I found myself doing it again earlier this week. I was standing in front of the purple milkweeds in the pollinator garden exhorting them to hurry up and open. They still haven’t, by the way, but at least I can now see hints of color in some of the buds. I added Fire Pinks (Silene virginica) to that garden last fall. In the last few weeks, they’ve been sending up many flower stalks laden with promising buds. But the recent cool, cloudy spell of weather put them into suspended animation. Finally, just yesterday, a single flower on one of the plants managed to open. It took it all day, but late-afternoon sun finally coaxed this single crimson flower into fully opening.
I confess I visited this flower several times during the day, photographing it at every stage of its unfolding. That’s when a little epiphany went off in my brain – Nature unfolds at its own pace.

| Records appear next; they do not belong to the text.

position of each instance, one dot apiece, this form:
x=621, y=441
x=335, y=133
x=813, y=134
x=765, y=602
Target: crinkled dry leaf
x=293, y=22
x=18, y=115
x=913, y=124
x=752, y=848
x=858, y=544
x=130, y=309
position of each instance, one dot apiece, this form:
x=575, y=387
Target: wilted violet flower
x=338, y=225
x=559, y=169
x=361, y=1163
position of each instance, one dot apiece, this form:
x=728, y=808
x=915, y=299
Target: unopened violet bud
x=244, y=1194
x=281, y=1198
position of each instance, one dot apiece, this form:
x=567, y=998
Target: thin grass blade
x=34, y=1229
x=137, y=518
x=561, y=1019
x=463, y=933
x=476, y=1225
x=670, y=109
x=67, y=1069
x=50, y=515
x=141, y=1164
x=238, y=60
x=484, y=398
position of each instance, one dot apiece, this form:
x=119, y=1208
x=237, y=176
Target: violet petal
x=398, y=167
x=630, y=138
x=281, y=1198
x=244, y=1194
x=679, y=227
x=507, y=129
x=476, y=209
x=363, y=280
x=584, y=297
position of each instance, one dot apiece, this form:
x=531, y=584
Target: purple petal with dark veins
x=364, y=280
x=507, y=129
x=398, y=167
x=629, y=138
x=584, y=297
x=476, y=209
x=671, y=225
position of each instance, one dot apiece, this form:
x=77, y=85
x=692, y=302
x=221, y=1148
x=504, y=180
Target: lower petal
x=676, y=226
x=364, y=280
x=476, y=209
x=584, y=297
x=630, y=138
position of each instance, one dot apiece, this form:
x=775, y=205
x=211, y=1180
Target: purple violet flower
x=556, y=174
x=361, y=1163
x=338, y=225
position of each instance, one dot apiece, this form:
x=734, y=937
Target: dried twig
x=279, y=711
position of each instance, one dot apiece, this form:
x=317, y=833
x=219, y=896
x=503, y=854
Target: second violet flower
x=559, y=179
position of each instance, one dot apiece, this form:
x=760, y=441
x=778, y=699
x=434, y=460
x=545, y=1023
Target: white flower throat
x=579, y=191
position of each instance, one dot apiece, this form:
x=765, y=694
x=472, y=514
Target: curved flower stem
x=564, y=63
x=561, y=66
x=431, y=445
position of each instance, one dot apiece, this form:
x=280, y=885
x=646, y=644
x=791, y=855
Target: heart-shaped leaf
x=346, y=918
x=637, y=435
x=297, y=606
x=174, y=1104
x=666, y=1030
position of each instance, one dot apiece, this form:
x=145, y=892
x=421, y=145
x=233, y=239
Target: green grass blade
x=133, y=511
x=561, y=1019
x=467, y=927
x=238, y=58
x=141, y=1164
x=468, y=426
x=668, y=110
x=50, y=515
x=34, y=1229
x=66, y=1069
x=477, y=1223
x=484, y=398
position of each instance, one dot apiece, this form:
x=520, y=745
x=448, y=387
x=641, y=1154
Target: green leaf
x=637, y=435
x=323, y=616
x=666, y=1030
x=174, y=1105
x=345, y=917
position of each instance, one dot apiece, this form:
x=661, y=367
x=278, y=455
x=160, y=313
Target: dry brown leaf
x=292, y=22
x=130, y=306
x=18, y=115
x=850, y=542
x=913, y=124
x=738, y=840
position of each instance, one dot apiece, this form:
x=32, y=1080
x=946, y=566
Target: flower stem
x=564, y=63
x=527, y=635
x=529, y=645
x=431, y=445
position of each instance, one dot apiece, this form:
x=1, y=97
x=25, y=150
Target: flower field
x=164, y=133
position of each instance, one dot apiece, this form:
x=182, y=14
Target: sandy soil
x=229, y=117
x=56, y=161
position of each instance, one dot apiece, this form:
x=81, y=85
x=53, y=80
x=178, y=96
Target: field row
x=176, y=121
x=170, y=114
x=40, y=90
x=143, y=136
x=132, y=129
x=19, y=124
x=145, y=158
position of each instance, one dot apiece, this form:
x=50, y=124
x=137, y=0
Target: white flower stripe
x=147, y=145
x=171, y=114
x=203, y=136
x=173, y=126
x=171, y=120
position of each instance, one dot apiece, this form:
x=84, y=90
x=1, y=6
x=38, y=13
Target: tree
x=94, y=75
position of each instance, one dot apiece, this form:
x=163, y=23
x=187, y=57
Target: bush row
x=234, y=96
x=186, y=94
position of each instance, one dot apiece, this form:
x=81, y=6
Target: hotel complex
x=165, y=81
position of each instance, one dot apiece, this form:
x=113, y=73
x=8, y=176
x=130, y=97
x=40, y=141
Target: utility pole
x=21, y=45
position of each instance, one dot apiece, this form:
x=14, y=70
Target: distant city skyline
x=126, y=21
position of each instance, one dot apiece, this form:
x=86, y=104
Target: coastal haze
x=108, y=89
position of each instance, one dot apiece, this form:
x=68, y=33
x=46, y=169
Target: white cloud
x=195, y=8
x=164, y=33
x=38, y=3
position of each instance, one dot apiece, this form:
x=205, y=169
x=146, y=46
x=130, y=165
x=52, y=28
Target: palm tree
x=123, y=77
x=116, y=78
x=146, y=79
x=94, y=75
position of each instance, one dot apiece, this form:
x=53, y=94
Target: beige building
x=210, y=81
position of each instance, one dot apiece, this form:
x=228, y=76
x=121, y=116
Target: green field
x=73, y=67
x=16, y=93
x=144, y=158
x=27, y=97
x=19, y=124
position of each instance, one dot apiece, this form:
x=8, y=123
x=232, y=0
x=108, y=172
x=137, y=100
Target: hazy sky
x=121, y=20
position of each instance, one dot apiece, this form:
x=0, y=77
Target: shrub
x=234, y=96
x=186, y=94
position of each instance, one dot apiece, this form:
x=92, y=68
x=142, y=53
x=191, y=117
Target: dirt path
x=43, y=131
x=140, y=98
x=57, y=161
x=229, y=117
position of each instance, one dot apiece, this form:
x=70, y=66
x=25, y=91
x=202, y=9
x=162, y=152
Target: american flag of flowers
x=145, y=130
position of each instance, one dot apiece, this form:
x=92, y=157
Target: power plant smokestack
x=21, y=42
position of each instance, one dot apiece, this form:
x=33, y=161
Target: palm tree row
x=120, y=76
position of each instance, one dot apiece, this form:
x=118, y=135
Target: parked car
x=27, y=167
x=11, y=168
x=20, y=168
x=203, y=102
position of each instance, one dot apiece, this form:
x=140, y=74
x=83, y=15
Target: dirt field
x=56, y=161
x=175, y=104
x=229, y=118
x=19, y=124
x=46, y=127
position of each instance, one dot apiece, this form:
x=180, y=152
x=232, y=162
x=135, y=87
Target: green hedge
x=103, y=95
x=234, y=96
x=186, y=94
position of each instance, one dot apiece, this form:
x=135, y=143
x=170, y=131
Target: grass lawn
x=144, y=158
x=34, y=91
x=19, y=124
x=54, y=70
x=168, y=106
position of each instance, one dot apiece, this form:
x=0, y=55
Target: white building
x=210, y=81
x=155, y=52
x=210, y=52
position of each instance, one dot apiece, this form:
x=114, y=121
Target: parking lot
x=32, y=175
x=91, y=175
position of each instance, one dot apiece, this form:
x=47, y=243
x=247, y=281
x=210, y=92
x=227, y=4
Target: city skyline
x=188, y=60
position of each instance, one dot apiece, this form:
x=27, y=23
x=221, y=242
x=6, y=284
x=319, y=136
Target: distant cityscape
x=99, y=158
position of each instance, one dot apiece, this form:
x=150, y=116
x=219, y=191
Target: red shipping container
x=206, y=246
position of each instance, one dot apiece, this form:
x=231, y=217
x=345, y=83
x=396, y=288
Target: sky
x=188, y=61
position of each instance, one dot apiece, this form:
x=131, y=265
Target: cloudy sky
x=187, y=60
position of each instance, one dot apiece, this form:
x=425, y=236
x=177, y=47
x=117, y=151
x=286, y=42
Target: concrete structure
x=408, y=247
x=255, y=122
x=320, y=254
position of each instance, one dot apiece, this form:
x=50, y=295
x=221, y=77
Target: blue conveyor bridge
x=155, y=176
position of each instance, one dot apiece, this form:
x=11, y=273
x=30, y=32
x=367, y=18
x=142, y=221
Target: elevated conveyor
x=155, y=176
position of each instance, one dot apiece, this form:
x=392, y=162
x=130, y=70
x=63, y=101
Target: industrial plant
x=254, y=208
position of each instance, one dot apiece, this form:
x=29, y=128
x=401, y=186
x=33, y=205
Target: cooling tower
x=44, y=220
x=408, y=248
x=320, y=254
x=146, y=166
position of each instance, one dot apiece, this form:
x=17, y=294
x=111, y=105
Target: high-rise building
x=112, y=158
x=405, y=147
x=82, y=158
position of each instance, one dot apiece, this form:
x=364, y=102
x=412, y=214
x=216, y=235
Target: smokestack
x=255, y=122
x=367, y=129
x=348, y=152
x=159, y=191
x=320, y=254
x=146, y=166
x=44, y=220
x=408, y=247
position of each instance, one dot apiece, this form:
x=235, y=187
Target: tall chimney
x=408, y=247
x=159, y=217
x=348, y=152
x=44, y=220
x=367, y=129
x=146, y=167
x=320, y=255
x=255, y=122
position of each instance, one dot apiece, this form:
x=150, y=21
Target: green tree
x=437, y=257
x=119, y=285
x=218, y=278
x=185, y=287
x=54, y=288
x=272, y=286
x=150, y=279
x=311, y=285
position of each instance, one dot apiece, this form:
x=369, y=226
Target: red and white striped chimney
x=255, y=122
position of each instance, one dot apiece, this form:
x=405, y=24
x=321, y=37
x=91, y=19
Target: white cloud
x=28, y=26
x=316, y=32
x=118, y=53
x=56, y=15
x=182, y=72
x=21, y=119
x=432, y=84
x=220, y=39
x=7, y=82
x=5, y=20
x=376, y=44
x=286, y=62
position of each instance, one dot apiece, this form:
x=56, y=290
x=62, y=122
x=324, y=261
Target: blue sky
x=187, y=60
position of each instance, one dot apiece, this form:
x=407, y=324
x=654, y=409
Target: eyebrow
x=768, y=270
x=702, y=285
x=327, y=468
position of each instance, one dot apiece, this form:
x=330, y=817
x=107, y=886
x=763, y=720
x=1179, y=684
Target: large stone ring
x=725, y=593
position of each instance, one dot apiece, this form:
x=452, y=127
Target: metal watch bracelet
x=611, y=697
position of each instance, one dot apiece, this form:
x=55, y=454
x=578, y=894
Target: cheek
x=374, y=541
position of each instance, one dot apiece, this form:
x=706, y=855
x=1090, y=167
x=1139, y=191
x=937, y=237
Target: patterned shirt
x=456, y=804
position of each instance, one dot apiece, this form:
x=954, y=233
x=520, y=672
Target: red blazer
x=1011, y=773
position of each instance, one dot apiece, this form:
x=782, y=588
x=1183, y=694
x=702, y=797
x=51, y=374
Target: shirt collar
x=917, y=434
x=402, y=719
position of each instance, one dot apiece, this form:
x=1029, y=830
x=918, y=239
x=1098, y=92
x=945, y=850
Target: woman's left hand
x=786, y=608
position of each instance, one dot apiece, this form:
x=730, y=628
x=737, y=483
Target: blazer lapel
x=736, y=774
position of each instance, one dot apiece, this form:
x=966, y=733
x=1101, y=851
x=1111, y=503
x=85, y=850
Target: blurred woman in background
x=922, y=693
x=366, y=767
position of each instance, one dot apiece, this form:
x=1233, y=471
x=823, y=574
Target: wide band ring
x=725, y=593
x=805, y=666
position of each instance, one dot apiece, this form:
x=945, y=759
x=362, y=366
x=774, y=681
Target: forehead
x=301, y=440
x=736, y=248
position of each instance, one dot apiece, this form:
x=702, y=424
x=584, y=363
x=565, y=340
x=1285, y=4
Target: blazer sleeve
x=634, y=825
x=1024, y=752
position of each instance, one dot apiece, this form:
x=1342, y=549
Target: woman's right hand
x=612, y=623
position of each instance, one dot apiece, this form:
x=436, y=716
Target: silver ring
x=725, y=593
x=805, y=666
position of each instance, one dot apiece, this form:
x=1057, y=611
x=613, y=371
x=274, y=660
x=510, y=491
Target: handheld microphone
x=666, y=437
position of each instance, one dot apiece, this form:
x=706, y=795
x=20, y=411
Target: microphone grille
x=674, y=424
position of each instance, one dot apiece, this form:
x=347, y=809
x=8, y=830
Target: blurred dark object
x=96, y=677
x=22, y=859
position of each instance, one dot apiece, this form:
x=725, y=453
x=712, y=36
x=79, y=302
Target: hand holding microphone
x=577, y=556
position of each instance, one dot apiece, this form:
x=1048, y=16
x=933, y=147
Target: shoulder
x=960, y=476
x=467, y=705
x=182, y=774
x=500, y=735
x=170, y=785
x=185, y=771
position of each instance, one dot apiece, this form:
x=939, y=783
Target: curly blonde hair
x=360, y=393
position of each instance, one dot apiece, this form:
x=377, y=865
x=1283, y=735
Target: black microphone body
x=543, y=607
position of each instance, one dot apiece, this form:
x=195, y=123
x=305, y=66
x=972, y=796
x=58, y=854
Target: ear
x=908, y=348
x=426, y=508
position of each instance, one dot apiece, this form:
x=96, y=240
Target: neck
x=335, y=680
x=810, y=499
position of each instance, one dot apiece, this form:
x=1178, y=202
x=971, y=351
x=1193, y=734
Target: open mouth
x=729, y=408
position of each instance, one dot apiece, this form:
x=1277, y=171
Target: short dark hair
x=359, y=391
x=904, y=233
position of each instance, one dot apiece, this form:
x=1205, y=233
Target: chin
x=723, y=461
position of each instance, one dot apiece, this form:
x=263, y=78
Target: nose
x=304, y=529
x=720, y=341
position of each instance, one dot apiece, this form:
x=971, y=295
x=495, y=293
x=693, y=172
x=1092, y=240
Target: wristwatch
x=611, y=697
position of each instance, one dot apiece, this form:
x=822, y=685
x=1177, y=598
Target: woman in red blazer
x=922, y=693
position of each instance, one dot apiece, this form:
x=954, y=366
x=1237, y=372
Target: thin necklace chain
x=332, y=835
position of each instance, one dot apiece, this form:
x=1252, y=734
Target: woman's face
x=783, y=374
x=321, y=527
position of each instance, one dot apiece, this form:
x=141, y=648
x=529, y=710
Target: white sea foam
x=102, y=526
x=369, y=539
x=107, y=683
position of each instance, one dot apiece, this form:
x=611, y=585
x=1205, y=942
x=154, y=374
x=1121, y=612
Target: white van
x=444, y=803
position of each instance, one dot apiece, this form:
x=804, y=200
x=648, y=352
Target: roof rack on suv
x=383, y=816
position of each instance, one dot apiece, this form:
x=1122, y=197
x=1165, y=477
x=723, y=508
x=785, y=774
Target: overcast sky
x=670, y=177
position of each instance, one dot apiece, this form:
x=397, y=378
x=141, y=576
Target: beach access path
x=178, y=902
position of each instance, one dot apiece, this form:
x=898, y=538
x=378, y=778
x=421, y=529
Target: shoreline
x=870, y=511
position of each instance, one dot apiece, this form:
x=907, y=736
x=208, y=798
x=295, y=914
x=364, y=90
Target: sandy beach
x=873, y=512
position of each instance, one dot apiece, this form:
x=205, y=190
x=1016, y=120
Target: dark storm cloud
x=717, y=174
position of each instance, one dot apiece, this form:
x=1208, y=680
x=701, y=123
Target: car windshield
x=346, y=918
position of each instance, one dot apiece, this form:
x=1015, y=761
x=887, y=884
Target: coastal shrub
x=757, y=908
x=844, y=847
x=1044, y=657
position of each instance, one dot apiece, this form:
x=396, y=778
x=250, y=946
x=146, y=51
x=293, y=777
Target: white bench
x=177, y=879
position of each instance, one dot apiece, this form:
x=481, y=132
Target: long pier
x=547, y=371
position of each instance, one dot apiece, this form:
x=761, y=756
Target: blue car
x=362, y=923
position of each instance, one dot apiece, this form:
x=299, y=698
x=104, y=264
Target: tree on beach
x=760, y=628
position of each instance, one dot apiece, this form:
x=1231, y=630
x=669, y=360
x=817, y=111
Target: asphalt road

Impatience is a human weakness, not a failing of the flower. The point, I belatedly realized, is to celebrate the unfolding, observe and appreciate every moment of the lives around me – and my own!
I know – duh, right? Like most folks, I juggle a fair number of projects, interact with a number of different people, and it is very easy for me to get lost in the machinery of my brain as it attempts to find a way to finish everything on my infinite to-do list. Duh, again – infinite to-do list? Who am I kidding?
From this point forward, I am going to do my best to stay in the moment as often as I can. Instead of tapping my toes impatiently at tightly closed flower buds, I will breathe deeply beside them and try to tune into the tempo of their lives. I will try to relish every stage of Nature’s unfolding, chill out my runaway-freight-train brain, and seek peace in every beautiful moment of every day.